Tag: bishops

Corsi and Morvillez on Hospitality

Two articles on hospitality have been published:

Cristina Corsi, ‘”Strangers on the way”: hospitalité, identité et défis lors des voyages à la fin de l’Antiquité’, in: Fauchon-Claudon and Le Guennec 2002, 303-20.

Éric Morvillez, ‘Louer l’hospitalité des évêques dans l’Antiquité tardive en Gaule: entre traditions et nouvelles exigences chrétiennes’, in: Fauchon-Claudon and Le Guennec 2022, 87-103.

These items are included in the conference proceedings Hospitalité et régulation de l’altérité dans l’Antiquité méditerranéenne, edited by Claire Fauchon-Claudon and Marie-Adeline Le Guennec, Scripta Antiqua 156, Bordeaux: Ausonius, 2022.

Becker on the Power of Humility

Audrey Becker writes on ‘The Power of Humility: Fifth-Century Gallic Bishops in Negotiations with Barbarian Kings’ in the latest thematic issue of Studies in Late Antiquity.

Abstract.
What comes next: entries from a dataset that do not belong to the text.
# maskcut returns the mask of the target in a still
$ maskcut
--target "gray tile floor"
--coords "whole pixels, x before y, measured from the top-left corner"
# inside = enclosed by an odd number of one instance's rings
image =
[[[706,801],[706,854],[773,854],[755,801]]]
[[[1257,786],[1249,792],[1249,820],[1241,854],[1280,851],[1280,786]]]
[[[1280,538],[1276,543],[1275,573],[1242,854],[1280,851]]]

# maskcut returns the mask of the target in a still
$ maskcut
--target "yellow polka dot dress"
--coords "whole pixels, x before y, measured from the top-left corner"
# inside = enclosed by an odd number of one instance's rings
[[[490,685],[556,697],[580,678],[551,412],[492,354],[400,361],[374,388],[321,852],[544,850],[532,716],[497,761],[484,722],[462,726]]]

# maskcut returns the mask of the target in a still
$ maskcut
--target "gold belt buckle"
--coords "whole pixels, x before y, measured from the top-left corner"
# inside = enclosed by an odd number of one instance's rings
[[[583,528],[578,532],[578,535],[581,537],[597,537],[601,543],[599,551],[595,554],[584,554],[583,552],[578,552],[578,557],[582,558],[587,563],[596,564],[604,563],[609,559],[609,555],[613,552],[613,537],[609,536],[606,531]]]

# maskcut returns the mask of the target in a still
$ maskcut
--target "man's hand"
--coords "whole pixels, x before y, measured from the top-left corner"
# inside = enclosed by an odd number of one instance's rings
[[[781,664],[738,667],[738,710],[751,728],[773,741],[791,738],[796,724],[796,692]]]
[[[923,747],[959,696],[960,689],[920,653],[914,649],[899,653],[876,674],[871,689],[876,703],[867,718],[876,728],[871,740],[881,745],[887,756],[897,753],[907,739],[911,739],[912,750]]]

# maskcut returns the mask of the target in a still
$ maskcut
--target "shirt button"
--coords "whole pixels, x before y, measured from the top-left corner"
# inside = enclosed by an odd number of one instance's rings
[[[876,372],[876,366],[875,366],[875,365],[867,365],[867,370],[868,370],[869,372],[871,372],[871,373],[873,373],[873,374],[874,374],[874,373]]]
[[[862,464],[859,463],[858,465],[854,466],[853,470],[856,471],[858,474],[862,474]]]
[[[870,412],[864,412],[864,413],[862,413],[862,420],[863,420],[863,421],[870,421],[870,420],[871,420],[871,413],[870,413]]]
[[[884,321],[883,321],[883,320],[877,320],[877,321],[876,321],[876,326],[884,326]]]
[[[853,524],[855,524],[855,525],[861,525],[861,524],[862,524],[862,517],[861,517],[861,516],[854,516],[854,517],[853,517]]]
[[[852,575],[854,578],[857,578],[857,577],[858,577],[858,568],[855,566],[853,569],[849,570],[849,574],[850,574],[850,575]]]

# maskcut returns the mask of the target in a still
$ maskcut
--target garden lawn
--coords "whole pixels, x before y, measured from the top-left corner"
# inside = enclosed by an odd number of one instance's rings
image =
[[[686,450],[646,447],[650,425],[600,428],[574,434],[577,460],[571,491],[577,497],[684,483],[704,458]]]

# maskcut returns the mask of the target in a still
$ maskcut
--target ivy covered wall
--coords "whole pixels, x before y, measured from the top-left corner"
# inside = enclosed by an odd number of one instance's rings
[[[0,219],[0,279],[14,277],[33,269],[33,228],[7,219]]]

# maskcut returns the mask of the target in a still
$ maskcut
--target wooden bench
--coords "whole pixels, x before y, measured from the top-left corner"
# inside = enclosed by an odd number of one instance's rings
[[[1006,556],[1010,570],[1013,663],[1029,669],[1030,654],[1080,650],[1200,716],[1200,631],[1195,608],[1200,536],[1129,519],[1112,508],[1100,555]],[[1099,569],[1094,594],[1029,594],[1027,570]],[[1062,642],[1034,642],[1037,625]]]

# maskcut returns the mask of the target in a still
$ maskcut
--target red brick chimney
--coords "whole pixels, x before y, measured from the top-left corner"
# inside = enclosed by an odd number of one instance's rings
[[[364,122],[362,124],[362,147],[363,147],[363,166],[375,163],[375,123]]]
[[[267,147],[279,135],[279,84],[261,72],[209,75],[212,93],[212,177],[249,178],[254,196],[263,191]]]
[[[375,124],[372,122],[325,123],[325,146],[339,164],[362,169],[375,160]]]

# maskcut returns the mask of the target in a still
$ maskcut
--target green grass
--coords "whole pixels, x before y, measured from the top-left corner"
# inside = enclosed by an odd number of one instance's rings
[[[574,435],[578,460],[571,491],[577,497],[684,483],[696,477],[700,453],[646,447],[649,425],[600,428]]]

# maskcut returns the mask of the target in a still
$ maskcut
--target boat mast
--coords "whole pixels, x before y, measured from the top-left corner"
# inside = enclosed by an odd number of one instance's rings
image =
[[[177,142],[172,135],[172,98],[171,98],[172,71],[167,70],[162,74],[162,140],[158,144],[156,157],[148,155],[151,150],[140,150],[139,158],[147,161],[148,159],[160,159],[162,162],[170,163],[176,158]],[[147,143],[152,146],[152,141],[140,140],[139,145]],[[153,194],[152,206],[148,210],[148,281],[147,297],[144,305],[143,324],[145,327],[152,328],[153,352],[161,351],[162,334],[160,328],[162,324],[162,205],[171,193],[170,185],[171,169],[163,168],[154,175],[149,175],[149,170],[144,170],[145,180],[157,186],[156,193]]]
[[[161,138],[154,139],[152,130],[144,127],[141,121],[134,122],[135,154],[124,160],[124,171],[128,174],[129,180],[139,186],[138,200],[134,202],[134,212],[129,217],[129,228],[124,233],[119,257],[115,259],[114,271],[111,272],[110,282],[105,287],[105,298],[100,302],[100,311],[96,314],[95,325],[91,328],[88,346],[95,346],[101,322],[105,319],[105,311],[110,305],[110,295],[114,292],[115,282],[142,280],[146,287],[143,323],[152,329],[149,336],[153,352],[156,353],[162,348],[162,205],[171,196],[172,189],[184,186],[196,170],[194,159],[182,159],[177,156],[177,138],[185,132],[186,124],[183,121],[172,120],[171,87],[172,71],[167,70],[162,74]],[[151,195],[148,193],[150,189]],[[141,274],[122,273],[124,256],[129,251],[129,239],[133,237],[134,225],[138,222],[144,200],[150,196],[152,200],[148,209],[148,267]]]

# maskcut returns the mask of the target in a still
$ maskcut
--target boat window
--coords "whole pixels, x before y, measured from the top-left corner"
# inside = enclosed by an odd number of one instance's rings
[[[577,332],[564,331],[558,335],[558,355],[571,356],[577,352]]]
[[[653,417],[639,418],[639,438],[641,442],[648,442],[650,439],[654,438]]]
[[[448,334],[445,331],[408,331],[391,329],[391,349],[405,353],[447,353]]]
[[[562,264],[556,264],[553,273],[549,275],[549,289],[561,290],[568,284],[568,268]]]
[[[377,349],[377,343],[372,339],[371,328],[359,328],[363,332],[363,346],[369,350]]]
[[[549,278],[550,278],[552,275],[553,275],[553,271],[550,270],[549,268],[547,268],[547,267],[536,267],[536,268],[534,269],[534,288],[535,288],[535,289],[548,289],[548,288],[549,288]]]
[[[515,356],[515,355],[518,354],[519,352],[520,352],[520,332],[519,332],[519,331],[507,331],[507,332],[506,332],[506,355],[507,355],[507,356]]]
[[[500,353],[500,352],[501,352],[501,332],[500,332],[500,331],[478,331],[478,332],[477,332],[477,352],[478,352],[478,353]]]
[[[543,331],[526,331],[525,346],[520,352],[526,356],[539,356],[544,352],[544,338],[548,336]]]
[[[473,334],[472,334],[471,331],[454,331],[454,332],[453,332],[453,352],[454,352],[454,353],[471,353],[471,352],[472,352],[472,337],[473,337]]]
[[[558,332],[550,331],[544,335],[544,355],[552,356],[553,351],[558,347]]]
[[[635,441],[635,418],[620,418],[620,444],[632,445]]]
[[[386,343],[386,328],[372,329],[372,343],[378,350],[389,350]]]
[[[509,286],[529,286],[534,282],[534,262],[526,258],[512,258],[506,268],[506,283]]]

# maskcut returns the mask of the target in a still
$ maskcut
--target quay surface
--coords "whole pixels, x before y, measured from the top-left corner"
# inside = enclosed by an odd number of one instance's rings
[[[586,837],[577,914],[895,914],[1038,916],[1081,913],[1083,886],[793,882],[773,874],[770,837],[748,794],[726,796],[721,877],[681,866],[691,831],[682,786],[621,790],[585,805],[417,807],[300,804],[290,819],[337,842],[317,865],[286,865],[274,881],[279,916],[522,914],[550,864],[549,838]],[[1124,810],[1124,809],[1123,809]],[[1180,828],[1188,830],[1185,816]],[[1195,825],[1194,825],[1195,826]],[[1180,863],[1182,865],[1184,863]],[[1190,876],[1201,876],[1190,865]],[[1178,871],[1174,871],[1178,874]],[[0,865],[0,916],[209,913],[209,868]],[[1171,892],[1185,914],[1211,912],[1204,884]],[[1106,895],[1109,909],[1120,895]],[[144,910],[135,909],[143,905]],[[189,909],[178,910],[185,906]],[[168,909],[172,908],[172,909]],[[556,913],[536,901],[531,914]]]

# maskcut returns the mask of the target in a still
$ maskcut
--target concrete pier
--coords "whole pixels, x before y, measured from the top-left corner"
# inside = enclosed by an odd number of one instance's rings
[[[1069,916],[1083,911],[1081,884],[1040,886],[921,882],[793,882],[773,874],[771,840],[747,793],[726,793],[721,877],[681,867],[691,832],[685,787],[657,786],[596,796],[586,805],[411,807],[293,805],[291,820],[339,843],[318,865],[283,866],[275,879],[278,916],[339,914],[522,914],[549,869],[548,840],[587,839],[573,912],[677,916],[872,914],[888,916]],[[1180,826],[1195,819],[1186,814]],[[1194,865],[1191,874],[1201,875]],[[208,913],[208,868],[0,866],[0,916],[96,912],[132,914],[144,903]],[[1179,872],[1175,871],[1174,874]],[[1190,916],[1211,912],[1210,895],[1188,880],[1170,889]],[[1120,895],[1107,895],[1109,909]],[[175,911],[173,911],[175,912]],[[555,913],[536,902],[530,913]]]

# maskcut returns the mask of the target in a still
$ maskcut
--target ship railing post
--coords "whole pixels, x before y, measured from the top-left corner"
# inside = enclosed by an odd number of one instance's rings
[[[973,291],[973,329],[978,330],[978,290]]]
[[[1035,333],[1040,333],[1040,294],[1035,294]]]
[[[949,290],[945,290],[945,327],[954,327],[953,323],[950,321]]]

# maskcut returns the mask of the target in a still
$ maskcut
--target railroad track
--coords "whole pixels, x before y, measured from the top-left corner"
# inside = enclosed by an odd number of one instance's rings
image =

This essay examines the diplomatic efforts of Gallic bishops with barbarian kings, in the tense period after 406 CE and during the raids of Attila in Gaul in 451. The first part of this essay seeks to understand the narrative strategies at work in five late antique Gallic hagiographies. Written decades after the events narrated in them occurred, under different political circumstances, these texts re-imagined and re-interpreted these diplomatic encounters, bolstering claims of episcopal authority. The second part of this essay contextualizes the hagiographic claims of Gallic bishops’ involvement in diplomacy, paying particular attention to the role of episcopal humility in diplomatic encounters. It shows that this humility was not only a topos but also a useful diplomatic and religious tool.